The purpose of the package polmineR is to facilitate the interactive analysis of corpora using R. Apart from performance and usability, key considerations for developing the package are:
To provide a library with standard tasks such as concordances/keyword-in-context, cooccurrence statistics, or keyword extraction.
To keep the original text accessible and to offer a seamless integration of qualitative and quantitative steps in corpus analysis that facilitates validation.
To create a package that makes the creation and analysis of subcorpora (‘partitions’) easy. A particular strength of the package is to support research on synchronic and diachronic change of language use.
To offer performance for users with a standard infrastructure. The package picks up the idea of a three-tier software design. Corpus data are managed and indexed using the Corpus Workbench (CWB).
To support sharing consolidated and documented data, following the ideas of reproducible research.
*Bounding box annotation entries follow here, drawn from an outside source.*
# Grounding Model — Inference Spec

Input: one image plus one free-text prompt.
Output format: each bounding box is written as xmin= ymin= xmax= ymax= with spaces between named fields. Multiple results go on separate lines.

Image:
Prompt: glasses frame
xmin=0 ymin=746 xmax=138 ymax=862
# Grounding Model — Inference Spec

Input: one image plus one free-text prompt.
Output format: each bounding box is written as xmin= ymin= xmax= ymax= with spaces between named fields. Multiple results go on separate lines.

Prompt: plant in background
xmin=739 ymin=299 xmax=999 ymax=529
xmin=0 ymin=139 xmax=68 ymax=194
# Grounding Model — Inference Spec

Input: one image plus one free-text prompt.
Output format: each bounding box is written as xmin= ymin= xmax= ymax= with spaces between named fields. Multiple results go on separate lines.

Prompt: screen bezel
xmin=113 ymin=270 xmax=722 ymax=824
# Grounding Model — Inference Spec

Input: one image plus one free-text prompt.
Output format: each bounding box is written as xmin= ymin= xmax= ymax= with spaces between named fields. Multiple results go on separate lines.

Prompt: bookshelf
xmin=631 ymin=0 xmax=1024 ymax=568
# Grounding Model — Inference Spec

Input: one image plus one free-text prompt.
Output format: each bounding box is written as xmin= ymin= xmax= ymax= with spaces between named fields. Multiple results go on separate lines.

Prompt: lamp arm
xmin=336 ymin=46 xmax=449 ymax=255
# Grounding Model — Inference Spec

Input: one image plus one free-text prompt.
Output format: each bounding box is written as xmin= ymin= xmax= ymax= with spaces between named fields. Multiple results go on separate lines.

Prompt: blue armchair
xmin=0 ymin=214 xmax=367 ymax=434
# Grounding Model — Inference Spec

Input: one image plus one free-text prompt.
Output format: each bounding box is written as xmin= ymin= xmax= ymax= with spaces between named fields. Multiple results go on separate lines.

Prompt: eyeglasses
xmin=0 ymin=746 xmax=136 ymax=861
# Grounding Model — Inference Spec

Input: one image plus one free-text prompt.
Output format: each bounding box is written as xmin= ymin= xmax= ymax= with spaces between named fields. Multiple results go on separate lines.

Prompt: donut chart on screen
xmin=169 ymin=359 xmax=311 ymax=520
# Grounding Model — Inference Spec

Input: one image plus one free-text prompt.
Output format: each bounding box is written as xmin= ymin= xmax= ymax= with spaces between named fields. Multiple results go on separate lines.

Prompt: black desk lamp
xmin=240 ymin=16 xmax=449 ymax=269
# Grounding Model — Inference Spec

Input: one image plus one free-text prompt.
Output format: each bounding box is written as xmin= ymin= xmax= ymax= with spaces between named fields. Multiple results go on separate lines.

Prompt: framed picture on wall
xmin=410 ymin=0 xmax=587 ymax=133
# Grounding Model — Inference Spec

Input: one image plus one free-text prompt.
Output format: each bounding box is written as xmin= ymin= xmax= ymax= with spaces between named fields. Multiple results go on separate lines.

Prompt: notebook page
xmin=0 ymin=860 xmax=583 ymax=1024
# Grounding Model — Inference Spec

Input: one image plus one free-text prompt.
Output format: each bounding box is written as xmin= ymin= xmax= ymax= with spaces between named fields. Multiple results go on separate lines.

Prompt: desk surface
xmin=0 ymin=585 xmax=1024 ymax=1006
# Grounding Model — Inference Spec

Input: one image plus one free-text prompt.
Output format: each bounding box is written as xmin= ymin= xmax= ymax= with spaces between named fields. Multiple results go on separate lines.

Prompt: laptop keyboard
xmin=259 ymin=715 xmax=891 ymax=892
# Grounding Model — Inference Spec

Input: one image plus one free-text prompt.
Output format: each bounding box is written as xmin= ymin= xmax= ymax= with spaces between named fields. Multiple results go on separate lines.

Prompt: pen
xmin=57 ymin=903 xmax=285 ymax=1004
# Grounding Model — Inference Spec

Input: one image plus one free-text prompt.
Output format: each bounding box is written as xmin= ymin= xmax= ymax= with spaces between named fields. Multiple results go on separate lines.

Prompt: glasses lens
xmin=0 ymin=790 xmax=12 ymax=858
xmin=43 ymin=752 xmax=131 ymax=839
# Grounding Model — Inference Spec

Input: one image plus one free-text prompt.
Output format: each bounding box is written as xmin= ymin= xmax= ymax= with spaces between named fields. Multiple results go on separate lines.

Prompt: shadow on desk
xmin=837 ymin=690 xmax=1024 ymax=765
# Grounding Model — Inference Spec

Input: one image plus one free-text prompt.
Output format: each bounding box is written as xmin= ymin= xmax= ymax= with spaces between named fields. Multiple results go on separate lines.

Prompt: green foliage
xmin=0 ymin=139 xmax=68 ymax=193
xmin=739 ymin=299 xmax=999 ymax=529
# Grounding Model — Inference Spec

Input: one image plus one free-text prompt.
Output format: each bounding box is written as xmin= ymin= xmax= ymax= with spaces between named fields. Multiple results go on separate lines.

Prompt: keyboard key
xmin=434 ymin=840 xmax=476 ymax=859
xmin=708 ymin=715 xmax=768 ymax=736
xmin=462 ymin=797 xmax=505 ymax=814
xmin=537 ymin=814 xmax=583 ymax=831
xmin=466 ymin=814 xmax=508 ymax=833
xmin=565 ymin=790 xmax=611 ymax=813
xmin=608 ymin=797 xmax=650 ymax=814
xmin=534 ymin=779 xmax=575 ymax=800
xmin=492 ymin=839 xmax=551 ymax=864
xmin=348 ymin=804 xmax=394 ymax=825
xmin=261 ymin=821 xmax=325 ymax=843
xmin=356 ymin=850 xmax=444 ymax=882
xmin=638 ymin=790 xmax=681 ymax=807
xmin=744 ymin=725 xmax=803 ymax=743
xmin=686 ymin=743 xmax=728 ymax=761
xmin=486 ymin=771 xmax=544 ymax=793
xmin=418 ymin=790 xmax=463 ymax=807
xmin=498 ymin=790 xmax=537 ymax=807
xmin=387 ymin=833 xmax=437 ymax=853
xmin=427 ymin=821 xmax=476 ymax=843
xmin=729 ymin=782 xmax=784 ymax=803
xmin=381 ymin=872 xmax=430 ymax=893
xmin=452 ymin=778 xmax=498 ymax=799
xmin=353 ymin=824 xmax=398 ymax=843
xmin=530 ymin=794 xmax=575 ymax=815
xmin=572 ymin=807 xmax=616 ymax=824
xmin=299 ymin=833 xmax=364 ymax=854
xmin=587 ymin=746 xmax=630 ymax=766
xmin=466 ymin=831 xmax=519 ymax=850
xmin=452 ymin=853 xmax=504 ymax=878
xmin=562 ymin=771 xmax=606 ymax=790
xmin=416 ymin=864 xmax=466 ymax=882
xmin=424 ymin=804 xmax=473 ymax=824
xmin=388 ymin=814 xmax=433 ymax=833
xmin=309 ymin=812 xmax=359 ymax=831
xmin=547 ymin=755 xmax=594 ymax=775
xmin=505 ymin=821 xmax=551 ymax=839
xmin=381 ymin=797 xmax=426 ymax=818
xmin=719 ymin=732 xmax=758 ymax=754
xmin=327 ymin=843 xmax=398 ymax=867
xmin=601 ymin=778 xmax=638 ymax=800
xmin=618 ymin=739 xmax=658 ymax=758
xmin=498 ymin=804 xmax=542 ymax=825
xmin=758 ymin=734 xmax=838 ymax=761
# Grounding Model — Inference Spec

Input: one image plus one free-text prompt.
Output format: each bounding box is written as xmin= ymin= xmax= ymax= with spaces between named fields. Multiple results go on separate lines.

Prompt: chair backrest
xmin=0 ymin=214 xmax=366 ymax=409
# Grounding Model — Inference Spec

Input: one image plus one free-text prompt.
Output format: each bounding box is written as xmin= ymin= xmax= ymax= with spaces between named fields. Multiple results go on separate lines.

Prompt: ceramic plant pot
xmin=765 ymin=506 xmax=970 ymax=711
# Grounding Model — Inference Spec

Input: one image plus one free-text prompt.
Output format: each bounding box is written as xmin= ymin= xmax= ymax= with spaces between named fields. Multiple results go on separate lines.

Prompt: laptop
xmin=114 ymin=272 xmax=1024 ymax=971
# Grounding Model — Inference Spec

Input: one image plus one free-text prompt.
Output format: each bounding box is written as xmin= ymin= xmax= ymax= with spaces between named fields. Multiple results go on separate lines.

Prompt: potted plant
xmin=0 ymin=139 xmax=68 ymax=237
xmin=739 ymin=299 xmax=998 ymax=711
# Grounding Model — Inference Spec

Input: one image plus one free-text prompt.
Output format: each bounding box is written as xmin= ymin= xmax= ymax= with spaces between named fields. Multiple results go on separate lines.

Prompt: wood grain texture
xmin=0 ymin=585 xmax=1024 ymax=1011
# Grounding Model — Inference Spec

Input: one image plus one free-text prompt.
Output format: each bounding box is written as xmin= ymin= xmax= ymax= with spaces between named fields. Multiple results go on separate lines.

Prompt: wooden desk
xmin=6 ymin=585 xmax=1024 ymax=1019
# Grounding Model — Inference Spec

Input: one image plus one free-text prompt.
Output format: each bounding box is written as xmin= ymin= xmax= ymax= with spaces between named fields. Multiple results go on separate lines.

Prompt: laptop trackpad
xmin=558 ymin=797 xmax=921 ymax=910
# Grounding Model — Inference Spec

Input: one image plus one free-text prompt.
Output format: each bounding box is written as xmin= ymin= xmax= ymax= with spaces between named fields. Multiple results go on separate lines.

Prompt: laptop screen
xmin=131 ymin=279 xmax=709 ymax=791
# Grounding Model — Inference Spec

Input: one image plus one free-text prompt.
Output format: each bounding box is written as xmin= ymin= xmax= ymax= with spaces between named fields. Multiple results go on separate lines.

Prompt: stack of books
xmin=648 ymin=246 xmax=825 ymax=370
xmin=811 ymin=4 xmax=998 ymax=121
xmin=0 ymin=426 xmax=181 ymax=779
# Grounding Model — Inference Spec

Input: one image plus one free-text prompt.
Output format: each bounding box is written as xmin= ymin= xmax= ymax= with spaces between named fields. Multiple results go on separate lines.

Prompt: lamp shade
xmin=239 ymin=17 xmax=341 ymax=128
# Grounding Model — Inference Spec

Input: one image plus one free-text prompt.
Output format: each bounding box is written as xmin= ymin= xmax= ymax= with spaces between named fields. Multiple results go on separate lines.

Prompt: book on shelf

The ‘polmineR’ package supplements R packages that are already widely used for text mining. The CRAN task view is a good place to learn about relevant packages, see CRAN. The polmineR is intended to be an interface between the Corpus Workbench (CWB), an efficient system for storing and querying large corpora, and existing packages for mining text with advanced statistical methods.
Apart from the speed of text processing, the Corpus Query Processor (CQP) and the CQP syntax provide a powerful and widely used syntax to query corpora. This is not an unique idea. Using a combination of R and the CWB implies a software architecture you will also find in the TXM project, or with CQPweb. The ‘polmineR’ package offers a library with the grammer of corpus analysis below a graphical user interface (GUI). It is a toolset to perform simple tasts efficiently as well as to implement complex workflows.
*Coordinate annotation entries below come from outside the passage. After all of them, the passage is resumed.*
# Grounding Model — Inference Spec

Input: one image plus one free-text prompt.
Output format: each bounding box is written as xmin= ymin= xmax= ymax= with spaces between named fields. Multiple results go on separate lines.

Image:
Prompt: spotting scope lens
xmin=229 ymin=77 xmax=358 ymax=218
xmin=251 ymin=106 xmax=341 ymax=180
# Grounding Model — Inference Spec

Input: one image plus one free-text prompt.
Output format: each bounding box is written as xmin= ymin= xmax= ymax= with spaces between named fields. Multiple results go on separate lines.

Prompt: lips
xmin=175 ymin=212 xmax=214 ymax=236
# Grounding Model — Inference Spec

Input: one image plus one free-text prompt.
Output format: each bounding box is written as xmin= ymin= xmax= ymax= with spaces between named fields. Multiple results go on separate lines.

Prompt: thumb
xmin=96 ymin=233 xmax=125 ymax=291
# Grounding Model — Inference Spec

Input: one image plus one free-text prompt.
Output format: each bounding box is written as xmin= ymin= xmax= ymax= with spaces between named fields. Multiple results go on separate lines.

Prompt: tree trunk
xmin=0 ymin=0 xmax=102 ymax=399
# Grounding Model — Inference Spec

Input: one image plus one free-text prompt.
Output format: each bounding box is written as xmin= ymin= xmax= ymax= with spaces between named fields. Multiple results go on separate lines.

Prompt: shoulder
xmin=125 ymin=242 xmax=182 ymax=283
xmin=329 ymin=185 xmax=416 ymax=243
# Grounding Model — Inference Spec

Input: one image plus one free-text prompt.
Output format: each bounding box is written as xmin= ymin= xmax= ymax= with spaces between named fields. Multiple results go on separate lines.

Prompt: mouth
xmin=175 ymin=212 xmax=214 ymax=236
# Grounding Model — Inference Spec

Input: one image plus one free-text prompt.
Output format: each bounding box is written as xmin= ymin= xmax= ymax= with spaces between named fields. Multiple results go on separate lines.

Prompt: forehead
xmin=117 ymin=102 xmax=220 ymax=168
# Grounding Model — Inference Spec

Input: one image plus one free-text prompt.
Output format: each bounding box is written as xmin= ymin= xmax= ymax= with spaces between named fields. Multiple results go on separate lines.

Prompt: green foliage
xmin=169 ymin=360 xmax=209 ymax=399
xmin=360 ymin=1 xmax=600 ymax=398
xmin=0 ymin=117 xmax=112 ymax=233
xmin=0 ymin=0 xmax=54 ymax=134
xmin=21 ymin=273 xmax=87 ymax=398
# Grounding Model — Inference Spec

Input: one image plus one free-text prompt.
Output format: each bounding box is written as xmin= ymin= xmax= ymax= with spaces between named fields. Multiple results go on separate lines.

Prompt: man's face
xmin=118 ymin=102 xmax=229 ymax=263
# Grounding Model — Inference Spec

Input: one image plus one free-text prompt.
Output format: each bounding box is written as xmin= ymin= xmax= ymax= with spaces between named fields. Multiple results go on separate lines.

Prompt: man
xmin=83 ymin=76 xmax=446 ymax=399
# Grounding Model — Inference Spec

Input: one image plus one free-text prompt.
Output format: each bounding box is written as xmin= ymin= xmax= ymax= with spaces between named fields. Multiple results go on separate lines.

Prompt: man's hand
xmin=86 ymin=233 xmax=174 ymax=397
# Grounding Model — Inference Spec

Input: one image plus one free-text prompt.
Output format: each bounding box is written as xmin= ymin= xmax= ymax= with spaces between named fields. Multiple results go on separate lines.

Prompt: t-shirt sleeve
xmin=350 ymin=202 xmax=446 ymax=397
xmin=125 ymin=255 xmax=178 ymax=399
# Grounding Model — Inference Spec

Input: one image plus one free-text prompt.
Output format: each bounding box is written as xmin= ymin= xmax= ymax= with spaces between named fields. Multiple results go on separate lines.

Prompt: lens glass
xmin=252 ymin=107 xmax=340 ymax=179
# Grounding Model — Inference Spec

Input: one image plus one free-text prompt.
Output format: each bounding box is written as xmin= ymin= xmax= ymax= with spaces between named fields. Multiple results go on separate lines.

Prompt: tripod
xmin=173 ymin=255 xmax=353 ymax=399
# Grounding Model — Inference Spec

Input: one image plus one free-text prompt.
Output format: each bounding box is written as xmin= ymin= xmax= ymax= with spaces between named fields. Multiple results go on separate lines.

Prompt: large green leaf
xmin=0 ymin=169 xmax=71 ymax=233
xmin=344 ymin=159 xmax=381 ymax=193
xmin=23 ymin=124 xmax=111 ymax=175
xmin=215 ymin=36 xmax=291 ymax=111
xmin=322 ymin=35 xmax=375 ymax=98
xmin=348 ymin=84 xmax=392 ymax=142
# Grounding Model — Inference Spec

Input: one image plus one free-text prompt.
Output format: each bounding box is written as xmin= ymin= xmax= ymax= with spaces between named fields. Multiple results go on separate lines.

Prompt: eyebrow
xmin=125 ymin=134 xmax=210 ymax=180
Advanced user will need a good understanding of the Corpus Workbench. The Corpus Encoding Tutorial is an authoritative text for that. The vignette of the rcqp package includes an excellent explanation of the CWB data-model.
The most important thing users need to now is the difference between “s” and “p” attributes. The CWB distinguishes structural attributes (s-attributes) that will contain the metainformation that can be used to generate subcorpora, and positional attributes (p-attributes). Typically, the p-attributes will be ‘word’, ‘pos’ (for part-of-speech) and ‘lemma’ (for the lemmatized word form).
The annex of the vignette includes a detailed explanation how to install polmineR on Windows, MacOS, and Linux. Once you have installed polmineR, check that the environment variable CORPUS_REGISTRY is set.
Sys.getenv("CORPUS_REGISTRY")
The CORPUS_REGISTRY environment variable supplies the directory with registry files that describe where the CWB will find the files of an indexed corpus, and the s- and p-attributes. See the annex for an explanation how to set the CORPUS_REGISTRY environment variable for the current R session, or permanently.
If the CORPUS_REGISTRY variable is set correctly, i.e. pointing to the directory with the registry files describing the corpora, load the polmineR.
library(polmineR)
If you want to use a CWB corpus packaged in a R data package, you can call ‘use’ with the name of the R package. To access the corpus in the data package, the CORPUS_REGISTRY environment variable will be reset. In the followings examples, the CWB encoded English version of the Europarl wrapped into a data package will be used.
use("europarl.en")
Note that the use-function will call the resetRegistry-function that can also be used to set again the original path to the directory with registry files. If you want to use the English Europarl corpus, you can download it from a repository at the PolMine server.
install.corpus("europarl.en", repo = "http://polmine.sowi.uni-due.de/packages")
This package may serve as an example how CWB indexed corpora can be shared using an adapted version of standard R functions. Data packages with corpora have a version number which may be important for reproducing results, they can include a vignette documenting the data, and functions to perform specialized tasks.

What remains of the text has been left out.